H. A. Murena. El error de escribir
Empecé a leer la poesía de H.A. Murena en los años noventa, en medio de un clima cultural que celebraba modas un tanto horripilantes. El deslumbramiento fue instantáneo. Busqué sus libros, todos inconseguibles, y los leí de un modo espasmódico, a medida que me los agenciaba. ¿De dónde salía este poeta? ¿A qué tradición se afiliaba? ¿Por qué se lo conocía tan mal?
Es cierto que El pecado original de América (Editorial Sur, Buenos Aires 1954), ese ensayo suyo que dialoga majestuosamente con los pensadores más lúcidos del continente (Rodó, Vasconcelos, Henríquez Ureña, Mariátegui, Martínez Estrada), tuvo un éxito inmediato. También, que sus otros ensayos, e inclusive algunas de sus novelas, recibieron algo de atención. Pero, en cambio, sus poemas siguen estando ausentes hoy de las librerías, del canon universitario, e incluso, a excepción de algunos pocos textos, de la crítica literaria.
Como poeta, hay que decirlo, Murena es un fulgor difícil. En sus libros conviven improbablemente el asentimiento y la insumisión. Podría, incluso, hablarse de intransigencia musical, pero eso, sin ser falso, resultaría insuficiente. Sus poemas, del primero al último libro, son objetos solitarios, cajas de resonancia irregular, tramas donde se enlazan, por un instante, conceptos metafísicos con imágenes líricas para dar paso a pequeños silencios que, a su vez, dan paso a otras frases u otros silencios.
Alusivos, reticentes, desconfiados: en ellos se suceden preguntas que nadie responde, paisajes mentales, alabanzas formuladas por un yo que bien podría ser nadie. O bien, se dice «la alegría más alta», la de una pérdida sagrada y sus delicias.

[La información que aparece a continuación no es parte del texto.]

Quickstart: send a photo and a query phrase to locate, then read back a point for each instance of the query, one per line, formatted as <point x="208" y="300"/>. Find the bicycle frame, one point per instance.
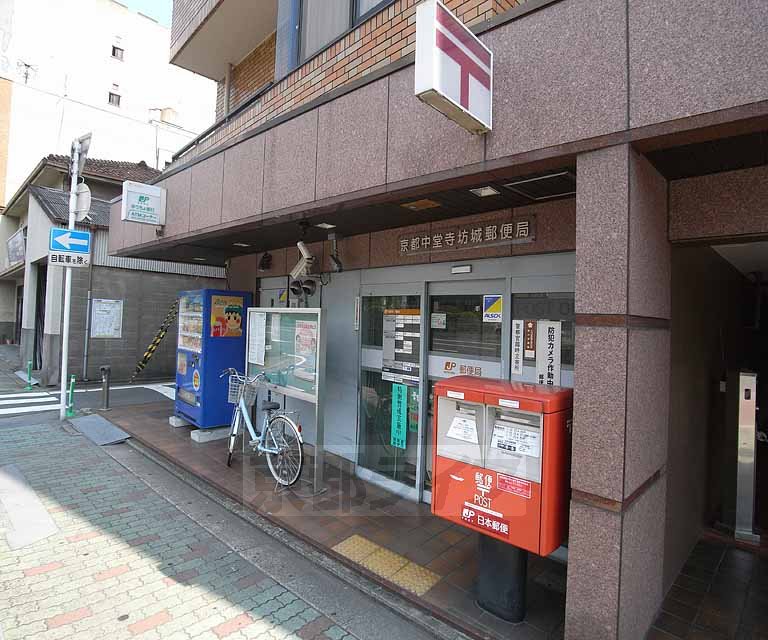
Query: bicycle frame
<point x="260" y="438"/>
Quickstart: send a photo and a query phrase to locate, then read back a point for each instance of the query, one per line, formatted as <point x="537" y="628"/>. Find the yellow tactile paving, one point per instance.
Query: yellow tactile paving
<point x="415" y="578"/>
<point x="356" y="548"/>
<point x="384" y="563"/>
<point x="388" y="564"/>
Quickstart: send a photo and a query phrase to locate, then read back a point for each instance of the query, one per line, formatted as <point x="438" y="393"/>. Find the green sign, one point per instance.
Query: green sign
<point x="399" y="415"/>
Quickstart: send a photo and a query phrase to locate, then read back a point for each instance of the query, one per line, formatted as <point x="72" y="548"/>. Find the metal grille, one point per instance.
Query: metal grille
<point x="237" y="386"/>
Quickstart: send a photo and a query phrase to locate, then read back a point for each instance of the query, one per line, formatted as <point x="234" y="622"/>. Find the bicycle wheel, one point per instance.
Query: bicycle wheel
<point x="233" y="433"/>
<point x="285" y="465"/>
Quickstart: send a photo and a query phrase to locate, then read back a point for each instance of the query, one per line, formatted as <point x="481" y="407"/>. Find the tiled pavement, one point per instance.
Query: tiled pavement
<point x="386" y="538"/>
<point x="721" y="593"/>
<point x="127" y="563"/>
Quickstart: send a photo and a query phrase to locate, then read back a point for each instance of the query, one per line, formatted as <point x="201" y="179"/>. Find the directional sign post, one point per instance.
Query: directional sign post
<point x="68" y="248"/>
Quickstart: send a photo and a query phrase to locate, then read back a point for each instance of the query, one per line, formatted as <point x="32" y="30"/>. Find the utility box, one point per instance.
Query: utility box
<point x="502" y="459"/>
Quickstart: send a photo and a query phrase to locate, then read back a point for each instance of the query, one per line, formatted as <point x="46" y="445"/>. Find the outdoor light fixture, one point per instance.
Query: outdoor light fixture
<point x="420" y="205"/>
<point x="306" y="287"/>
<point x="484" y="192"/>
<point x="305" y="264"/>
<point x="336" y="264"/>
<point x="265" y="263"/>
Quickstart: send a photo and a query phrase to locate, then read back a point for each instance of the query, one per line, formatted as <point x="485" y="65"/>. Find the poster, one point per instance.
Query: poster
<point x="529" y="340"/>
<point x="413" y="409"/>
<point x="438" y="320"/>
<point x="226" y="316"/>
<point x="492" y="308"/>
<point x="513" y="440"/>
<point x="257" y="334"/>
<point x="274" y="328"/>
<point x="517" y="347"/>
<point x="401" y="343"/>
<point x="548" y="340"/>
<point x="181" y="363"/>
<point x="106" y="318"/>
<point x="306" y="342"/>
<point x="464" y="428"/>
<point x="399" y="416"/>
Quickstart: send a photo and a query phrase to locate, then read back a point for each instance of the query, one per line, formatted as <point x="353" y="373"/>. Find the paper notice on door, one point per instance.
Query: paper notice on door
<point x="513" y="440"/>
<point x="257" y="338"/>
<point x="463" y="428"/>
<point x="438" y="321"/>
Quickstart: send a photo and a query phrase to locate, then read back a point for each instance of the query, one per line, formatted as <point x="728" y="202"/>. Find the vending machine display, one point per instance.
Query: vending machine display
<point x="211" y="338"/>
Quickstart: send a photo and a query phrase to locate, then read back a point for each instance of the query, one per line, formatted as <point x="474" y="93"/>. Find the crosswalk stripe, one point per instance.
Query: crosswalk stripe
<point x="35" y="409"/>
<point x="4" y="403"/>
<point x="3" y="396"/>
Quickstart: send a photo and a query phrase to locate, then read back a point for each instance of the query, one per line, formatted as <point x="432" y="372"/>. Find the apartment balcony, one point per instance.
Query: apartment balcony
<point x="209" y="35"/>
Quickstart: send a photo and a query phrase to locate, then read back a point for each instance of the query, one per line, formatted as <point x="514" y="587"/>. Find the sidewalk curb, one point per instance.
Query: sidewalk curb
<point x="391" y="600"/>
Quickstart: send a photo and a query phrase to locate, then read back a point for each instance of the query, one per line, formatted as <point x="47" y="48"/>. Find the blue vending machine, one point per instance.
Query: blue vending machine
<point x="211" y="339"/>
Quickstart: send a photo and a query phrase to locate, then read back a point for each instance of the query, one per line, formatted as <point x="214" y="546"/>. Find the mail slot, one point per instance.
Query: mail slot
<point x="501" y="459"/>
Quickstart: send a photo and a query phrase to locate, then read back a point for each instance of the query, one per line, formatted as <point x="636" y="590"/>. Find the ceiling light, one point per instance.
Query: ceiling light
<point x="265" y="262"/>
<point x="545" y="187"/>
<point x="484" y="192"/>
<point x="420" y="205"/>
<point x="336" y="264"/>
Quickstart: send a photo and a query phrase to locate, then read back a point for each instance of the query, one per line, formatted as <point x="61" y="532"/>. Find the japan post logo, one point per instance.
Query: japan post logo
<point x="492" y="307"/>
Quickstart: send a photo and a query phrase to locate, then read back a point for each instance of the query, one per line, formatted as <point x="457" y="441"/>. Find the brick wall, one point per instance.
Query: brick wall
<point x="383" y="39"/>
<point x="188" y="15"/>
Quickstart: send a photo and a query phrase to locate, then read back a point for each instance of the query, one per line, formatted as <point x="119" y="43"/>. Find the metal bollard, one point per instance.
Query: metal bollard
<point x="106" y="374"/>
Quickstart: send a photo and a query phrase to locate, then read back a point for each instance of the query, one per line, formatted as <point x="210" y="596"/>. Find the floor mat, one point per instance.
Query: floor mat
<point x="99" y="431"/>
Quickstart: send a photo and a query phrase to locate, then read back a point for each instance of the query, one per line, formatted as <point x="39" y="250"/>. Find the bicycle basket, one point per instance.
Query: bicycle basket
<point x="236" y="387"/>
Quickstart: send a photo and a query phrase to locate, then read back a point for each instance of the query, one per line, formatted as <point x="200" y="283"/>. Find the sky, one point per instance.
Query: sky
<point x="160" y="10"/>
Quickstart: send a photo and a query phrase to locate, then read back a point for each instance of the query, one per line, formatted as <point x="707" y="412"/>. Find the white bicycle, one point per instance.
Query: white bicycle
<point x="279" y="439"/>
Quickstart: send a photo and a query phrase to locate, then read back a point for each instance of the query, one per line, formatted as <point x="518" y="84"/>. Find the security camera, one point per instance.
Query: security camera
<point x="305" y="264"/>
<point x="306" y="253"/>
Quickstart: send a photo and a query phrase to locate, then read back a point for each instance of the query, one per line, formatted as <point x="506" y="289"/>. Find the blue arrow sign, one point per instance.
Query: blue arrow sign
<point x="70" y="241"/>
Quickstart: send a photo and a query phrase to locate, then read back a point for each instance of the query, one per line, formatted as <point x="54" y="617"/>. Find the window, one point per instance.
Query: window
<point x="323" y="21"/>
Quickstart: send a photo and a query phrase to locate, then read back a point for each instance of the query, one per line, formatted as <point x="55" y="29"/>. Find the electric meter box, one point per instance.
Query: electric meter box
<point x="501" y="462"/>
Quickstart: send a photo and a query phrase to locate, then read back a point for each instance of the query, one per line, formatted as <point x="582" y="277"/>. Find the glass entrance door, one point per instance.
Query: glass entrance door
<point x="390" y="384"/>
<point x="466" y="323"/>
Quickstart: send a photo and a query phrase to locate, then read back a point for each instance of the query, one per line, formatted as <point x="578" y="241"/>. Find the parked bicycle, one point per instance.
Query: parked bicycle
<point x="279" y="439"/>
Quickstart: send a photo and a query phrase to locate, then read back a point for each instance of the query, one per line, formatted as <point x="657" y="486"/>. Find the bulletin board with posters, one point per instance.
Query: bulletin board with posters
<point x="288" y="346"/>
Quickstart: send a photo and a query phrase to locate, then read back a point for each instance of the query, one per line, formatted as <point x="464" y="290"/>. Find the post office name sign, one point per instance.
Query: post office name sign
<point x="143" y="203"/>
<point x="454" y="70"/>
<point x="520" y="230"/>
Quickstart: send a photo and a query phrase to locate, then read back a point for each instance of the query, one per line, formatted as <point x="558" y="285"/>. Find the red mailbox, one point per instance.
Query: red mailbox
<point x="501" y="459"/>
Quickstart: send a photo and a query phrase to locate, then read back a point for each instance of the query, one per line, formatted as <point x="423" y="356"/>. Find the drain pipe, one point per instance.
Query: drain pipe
<point x="87" y="340"/>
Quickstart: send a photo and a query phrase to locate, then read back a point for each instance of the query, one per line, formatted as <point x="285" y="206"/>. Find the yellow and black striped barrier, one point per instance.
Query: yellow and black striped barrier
<point x="169" y="319"/>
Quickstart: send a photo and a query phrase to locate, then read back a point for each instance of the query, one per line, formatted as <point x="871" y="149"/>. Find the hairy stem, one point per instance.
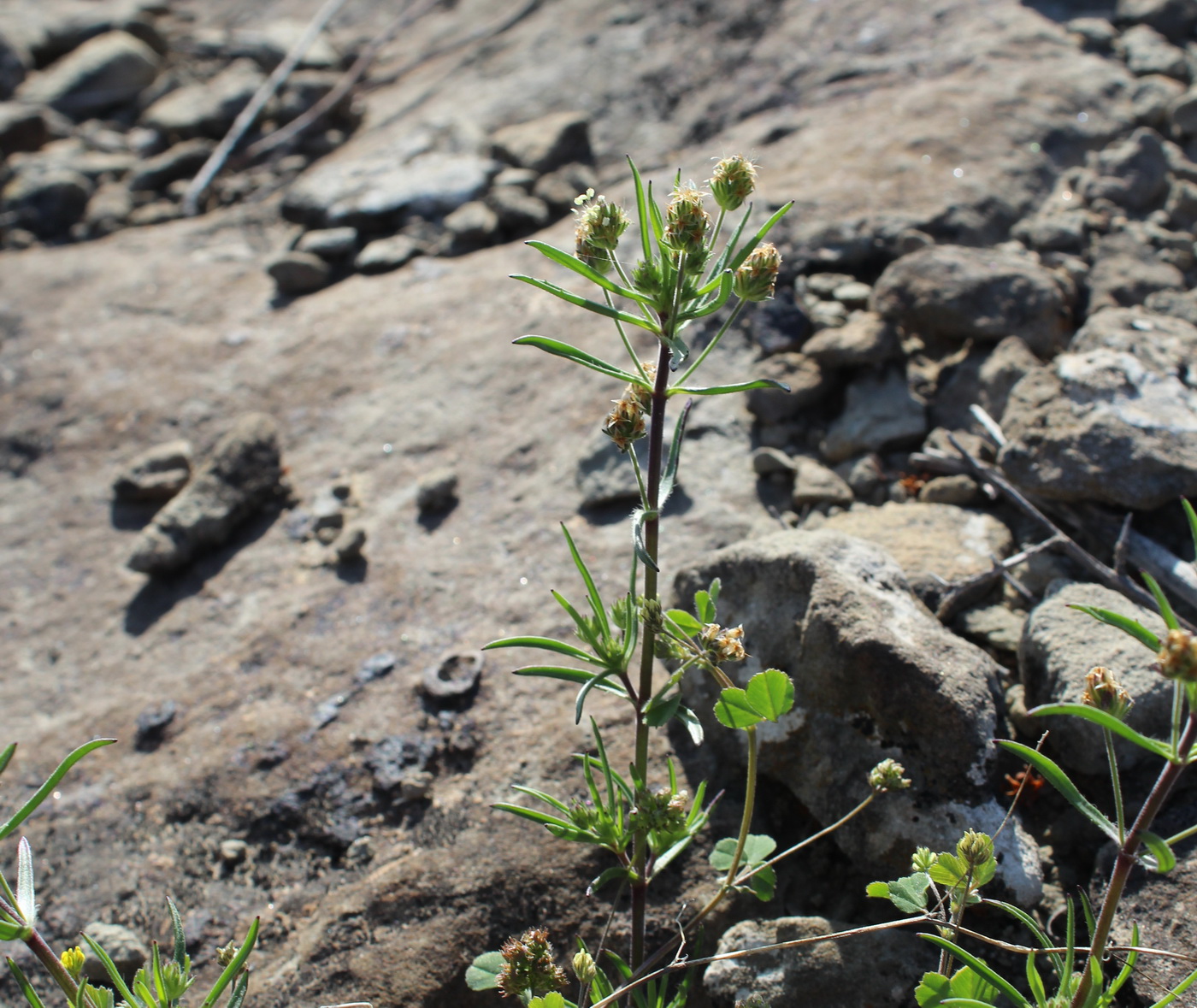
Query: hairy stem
<point x="1125" y="860"/>
<point x="648" y="648"/>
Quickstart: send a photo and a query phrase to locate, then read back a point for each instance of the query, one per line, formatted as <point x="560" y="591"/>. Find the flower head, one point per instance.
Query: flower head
<point x="733" y="181"/>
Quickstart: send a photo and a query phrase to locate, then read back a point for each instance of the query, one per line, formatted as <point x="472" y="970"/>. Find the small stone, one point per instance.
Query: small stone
<point x="298" y="273"/>
<point x="152" y="724"/>
<point x="329" y="243"/>
<point x="383" y="255"/>
<point x="156" y="475"/>
<point x="959" y="490"/>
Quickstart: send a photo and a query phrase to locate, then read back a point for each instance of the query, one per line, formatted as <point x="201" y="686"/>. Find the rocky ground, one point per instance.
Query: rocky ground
<point x="274" y="472"/>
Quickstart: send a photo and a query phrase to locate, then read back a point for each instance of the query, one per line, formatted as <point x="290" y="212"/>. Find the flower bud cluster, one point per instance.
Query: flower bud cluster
<point x="887" y="776"/>
<point x="733" y="181"/>
<point x="1105" y="693"/>
<point x="625" y="422"/>
<point x="662" y="811"/>
<point x="723" y="645"/>
<point x="528" y="965"/>
<point x="757" y="277"/>
<point x="1178" y="657"/>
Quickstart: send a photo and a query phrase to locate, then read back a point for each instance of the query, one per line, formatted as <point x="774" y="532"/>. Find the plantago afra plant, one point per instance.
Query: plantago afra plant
<point x="162" y="983"/>
<point x="684" y="265"/>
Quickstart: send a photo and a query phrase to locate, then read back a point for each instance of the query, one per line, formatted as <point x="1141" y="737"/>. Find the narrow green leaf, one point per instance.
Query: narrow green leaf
<point x="1125" y="624"/>
<point x="642" y="212"/>
<point x="1061" y="782"/>
<point x="598" y="308"/>
<point x="51" y="782"/>
<point x="545" y="645"/>
<point x="771" y="693"/>
<point x="759" y="383"/>
<point x="1106" y="720"/>
<point x="235" y="966"/>
<point x="589" y="273"/>
<point x="740" y="256"/>
<point x="27" y="987"/>
<point x="982" y="968"/>
<point x="577" y="675"/>
<point x="596" y="604"/>
<point x="559" y="349"/>
<point x="734" y="709"/>
<point x="1161" y="601"/>
<point x="484" y="971"/>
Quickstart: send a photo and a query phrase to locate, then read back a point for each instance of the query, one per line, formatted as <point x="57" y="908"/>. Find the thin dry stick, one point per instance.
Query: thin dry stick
<point x="245" y="119"/>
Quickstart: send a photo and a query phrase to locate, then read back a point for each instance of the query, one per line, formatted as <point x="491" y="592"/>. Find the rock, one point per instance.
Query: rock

Ruido, escribió Murena, es lo que hacen los que no oyen. En esa frase extraordinaria conviven muchas cosas: un anatema contra el infierno sonoro de la cultura de masas, sí, pero también un álgido llamado a oír lo que Henri Bremond, en su libro Plegaria y Poesía, llamó «el vacío viviente»:
Hombre, calla, escucha.
La sabiduría es receptiva.
o
Yo
me desnudo
para recibir
al monarca
desconocido.
Oír, recibir, desnudar: tres verbos femeninos le sirven a Murena para postular al conocimiento como don y a la acción de la quietud como camino. Sobre esta tríada trabaja, cada vez más concentrado, más ligero de equipaje, sin que nada lo distraiga, menos que menos los presuntos deberes de la pertenencia y la contemporaneidad:
Para que los pájaros
vinieran a comer
de mi mano años
permanecí inmóvil.
En esta erótica quietista, perpleja y fundamental, los poemas avanzan (de retroceso en retroceso) hacia un despojamiento gradual que mezcla la mesura verbal y la gravedad del ritmo, sin perder nunca la fidelidad a los movimientos del espíritu.
De libro a libro, quiero decir, Murena alcanza, con gracia y con saña, su «estilo tardío», ese momento único en el cual, según Edward Said, los artistas, ya en plena posesión de su instrumento, establecen con el status quo una relación contradictoria y alienada. No estamos aquí en presencia de una hecatombe lingüística, al modo pizarnikiano, en la cual la obra se vuelve, al final, más caprichosa y excéntrica, sino de la asunción plena de un estilo peliagudo, airosamente sordo a cualquier tipo de mandatos.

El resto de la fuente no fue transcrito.